Among the issues highlighted in the report was a failure to always perform urine drug tests connected with the provision of opioid medication.

"VA/DoD clinical practice guidelines recommend that providers conduct a 'UDT [urine drug test] prior to initiating or continuing LOT [long-term opioid therapy] and periodically thereafter,' the watchdog noted in the report. "The OIG determined that providers conducted initial urine drug screening in 81 percent of the patients reviewed. This resulted in providers’ inability to identify whether the remaining 19 percent of patients had substance use disorders, determine potential diversion, and to ensure patients adhered to the prescribed medication regimen."

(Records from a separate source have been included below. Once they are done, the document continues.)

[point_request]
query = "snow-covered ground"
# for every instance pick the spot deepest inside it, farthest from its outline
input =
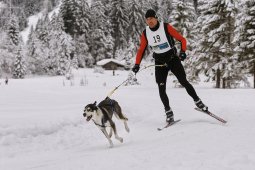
(42, 128)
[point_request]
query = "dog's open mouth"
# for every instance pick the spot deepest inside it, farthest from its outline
(89, 117)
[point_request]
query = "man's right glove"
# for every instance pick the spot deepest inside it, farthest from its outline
(136, 68)
(182, 55)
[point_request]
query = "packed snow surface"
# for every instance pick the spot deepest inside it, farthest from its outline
(42, 127)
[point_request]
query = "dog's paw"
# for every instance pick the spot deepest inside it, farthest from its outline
(121, 140)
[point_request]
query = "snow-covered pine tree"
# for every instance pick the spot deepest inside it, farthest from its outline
(217, 26)
(245, 38)
(82, 15)
(119, 20)
(19, 71)
(136, 22)
(165, 10)
(13, 30)
(154, 4)
(36, 54)
(183, 18)
(7, 56)
(101, 42)
(67, 9)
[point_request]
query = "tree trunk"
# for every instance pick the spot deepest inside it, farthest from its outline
(254, 74)
(195, 5)
(218, 78)
(224, 83)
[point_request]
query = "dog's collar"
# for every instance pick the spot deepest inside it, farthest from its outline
(103, 126)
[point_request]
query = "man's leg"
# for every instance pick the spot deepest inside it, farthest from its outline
(161, 76)
(178, 70)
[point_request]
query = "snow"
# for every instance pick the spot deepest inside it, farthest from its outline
(105, 61)
(42, 128)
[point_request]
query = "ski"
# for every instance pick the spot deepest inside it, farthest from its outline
(212, 115)
(169, 124)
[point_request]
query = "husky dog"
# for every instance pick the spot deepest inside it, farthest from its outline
(101, 115)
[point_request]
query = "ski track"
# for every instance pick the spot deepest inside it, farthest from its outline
(42, 128)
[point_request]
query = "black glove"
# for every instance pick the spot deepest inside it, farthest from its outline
(136, 68)
(182, 56)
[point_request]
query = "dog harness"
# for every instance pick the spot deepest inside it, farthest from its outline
(105, 114)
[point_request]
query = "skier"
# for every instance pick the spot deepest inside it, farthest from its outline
(160, 37)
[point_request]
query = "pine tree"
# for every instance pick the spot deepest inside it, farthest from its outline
(67, 10)
(19, 71)
(101, 42)
(217, 25)
(13, 30)
(119, 21)
(136, 22)
(165, 10)
(245, 38)
(182, 18)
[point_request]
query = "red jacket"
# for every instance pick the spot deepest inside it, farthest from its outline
(143, 42)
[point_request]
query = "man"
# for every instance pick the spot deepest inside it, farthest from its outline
(160, 37)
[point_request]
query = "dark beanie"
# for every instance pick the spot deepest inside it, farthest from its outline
(150, 13)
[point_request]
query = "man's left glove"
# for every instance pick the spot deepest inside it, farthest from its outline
(182, 56)
(136, 68)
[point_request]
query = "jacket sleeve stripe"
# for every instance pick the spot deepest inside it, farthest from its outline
(177, 36)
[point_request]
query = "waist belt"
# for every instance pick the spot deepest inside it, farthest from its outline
(160, 46)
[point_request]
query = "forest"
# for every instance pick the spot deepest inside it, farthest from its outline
(220, 36)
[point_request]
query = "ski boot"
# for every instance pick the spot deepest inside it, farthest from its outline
(201, 105)
(169, 116)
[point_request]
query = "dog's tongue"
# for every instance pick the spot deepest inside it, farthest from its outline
(88, 118)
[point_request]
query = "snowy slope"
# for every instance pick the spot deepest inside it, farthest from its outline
(42, 128)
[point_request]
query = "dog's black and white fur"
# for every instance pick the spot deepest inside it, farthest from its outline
(102, 114)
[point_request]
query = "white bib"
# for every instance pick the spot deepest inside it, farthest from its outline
(157, 40)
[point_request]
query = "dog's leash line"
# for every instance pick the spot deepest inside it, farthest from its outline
(153, 65)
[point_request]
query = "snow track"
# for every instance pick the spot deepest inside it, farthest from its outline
(42, 128)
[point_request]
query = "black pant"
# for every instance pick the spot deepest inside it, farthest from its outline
(175, 66)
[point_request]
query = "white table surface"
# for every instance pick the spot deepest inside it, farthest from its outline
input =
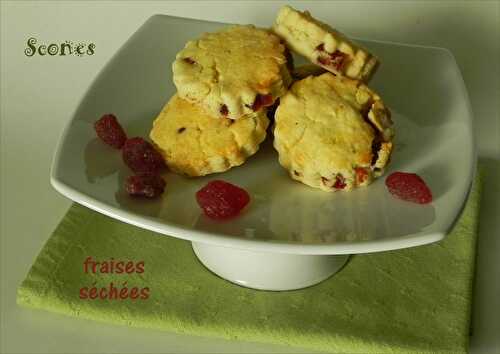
(39, 94)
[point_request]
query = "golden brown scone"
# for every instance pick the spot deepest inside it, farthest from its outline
(234, 72)
(302, 71)
(194, 143)
(332, 133)
(323, 45)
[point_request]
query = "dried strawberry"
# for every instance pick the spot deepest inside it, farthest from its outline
(222, 200)
(145, 185)
(409, 186)
(337, 59)
(262, 101)
(110, 131)
(361, 174)
(141, 156)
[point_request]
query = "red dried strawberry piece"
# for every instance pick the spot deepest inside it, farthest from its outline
(361, 174)
(141, 156)
(337, 59)
(262, 101)
(145, 185)
(110, 131)
(222, 200)
(409, 186)
(339, 182)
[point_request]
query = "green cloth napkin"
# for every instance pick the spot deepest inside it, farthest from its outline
(405, 301)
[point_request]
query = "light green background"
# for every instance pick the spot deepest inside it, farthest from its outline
(39, 94)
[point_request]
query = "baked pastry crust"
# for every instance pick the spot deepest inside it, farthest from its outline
(194, 143)
(324, 45)
(333, 133)
(234, 72)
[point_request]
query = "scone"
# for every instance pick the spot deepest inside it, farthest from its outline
(323, 45)
(302, 71)
(232, 73)
(194, 143)
(332, 133)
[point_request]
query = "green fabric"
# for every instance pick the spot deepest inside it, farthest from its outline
(411, 300)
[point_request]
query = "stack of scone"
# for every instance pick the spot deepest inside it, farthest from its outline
(225, 81)
(331, 131)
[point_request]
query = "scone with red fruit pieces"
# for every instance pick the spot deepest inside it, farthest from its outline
(232, 73)
(333, 133)
(194, 143)
(324, 45)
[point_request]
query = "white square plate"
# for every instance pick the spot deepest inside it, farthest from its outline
(434, 138)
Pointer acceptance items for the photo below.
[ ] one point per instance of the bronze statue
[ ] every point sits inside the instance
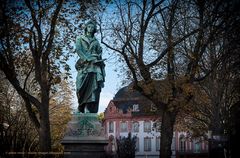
(90, 67)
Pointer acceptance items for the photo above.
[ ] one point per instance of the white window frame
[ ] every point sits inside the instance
(146, 126)
(121, 126)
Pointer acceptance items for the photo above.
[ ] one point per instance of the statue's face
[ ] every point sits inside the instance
(90, 28)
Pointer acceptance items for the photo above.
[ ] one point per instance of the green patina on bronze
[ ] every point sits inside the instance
(90, 67)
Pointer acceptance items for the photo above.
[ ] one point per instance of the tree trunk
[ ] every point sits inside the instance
(44, 131)
(168, 120)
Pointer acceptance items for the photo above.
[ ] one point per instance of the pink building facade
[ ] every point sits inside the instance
(131, 112)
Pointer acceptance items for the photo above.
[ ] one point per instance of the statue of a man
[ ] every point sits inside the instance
(90, 67)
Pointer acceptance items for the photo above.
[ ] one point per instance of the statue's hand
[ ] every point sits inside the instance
(100, 62)
(80, 64)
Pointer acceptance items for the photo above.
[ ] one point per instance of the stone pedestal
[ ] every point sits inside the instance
(84, 137)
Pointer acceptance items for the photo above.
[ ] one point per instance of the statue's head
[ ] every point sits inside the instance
(91, 22)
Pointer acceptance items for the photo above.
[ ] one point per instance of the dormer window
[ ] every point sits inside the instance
(135, 107)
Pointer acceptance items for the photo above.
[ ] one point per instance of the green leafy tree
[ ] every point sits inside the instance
(42, 32)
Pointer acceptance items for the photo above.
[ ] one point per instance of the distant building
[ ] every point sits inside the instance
(129, 111)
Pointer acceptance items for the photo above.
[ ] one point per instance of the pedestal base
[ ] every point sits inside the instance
(84, 137)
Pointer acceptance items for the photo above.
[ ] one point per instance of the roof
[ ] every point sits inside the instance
(127, 97)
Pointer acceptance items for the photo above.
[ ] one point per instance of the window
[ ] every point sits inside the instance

Another area of concern was the mental health of veterans served by the Atlanta VA. "The healthcare system complied with requirements associated with tracking and follow-up of high-risk veterans," the report noted. 

But the suicide prevention coordinator (SPC) completed an insufficient quantity of outreach activities, according to the VA watchdog. 

"From October through December 2019, the OIG noted that the SPC completed 11 of the 15 required outreach activities," the report noted. "Failure to conduct outreach could negatively impact at-risk veterans who have not received mental health services at the VA."